The main ambiguity though is whether STATUS on the current mailbox is expected to check for new changes. Dovecot implements it in a way that it doesn't check for changes. I think there used to be even a good reason for that.

> 6.4.4.1 SAVE Result
> 
> I'm not sure I understand the interaction here with closing and re-opening a mailbox.  I would expect that closing a mailbox would wipe the SAVED result,

I think it practically says that, since it says that SELECT/EXAMINE resets it to empty sequence. It's not really relevant whether it happens when the mailbox is closed or when the next mailbox is opened, because you can't use it in non-selected state anyway..

> and that trying to use a SAVED result when there isn't one should return an error.

It says that the default is an empty sequence. So it won't result in an error, just a non-matching set. I'm fine with this behavior, especially since it's easier to implement and I don't really see much of a downside.

> Speaking of which, Example 5 is wrong: It says that the second search command leads to the variable containing no messages, but the second search command did not contain the RETURN SAVE option, so it should not have altered the variable.
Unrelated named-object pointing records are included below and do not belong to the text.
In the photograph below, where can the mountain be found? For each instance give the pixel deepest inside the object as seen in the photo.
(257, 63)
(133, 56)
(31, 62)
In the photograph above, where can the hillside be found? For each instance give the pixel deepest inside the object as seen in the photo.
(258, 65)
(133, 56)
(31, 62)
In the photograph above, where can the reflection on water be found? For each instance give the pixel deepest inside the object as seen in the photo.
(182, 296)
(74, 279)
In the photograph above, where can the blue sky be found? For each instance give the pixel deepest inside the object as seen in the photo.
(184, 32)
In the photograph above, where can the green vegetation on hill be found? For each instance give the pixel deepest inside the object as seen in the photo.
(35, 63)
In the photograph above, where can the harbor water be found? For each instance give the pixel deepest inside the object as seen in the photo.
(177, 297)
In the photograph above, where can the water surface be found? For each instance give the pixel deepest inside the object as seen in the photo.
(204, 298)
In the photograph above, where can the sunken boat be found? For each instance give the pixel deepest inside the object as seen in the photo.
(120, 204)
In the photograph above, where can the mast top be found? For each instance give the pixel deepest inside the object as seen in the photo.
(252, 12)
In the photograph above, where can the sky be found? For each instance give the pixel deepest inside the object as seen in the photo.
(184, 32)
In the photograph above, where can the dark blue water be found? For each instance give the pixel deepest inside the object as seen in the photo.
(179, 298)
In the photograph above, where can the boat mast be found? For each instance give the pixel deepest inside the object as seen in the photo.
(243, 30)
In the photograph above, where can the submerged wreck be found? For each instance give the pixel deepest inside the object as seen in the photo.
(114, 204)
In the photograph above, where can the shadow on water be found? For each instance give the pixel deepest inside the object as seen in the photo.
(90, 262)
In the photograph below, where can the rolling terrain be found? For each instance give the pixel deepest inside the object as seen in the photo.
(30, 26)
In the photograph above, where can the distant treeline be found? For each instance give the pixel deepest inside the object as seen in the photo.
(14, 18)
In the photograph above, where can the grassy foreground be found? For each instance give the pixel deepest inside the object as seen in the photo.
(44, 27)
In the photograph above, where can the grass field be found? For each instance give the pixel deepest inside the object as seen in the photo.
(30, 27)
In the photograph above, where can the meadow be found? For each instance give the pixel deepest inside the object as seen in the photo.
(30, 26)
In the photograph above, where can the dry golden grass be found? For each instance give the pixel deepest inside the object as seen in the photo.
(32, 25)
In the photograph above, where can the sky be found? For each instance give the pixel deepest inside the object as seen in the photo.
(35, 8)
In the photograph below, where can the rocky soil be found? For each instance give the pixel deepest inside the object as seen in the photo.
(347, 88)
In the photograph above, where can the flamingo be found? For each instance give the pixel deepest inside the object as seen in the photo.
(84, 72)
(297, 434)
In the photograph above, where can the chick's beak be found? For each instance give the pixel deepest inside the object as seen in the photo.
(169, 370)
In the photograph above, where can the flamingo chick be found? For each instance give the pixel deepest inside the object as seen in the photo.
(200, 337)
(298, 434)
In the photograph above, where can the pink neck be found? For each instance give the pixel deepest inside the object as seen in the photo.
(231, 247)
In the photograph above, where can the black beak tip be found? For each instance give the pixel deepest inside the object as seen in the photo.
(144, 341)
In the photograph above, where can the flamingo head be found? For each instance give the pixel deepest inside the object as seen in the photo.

Right. And even if it did contain RETURN SAVE option it still shouldn't have altered the variable, because:

"""
   Any of the following SEARCH commands MUST NOT change the search
   result variable:

      a SEARCH command that caused the server to return the BAD tagged
      response,
"""


> 7.4.2 FETCH Response
> 
> I remember past bugs with UID in "unsolicited" FLAGS responses.  Do we need to require that including UID only happen after ENABLE IMAP4REV2 (as it is for ENABLE QRESYNC)?

Might be useful to require UID for any untagged FETCH reply. It can simplify client behavior.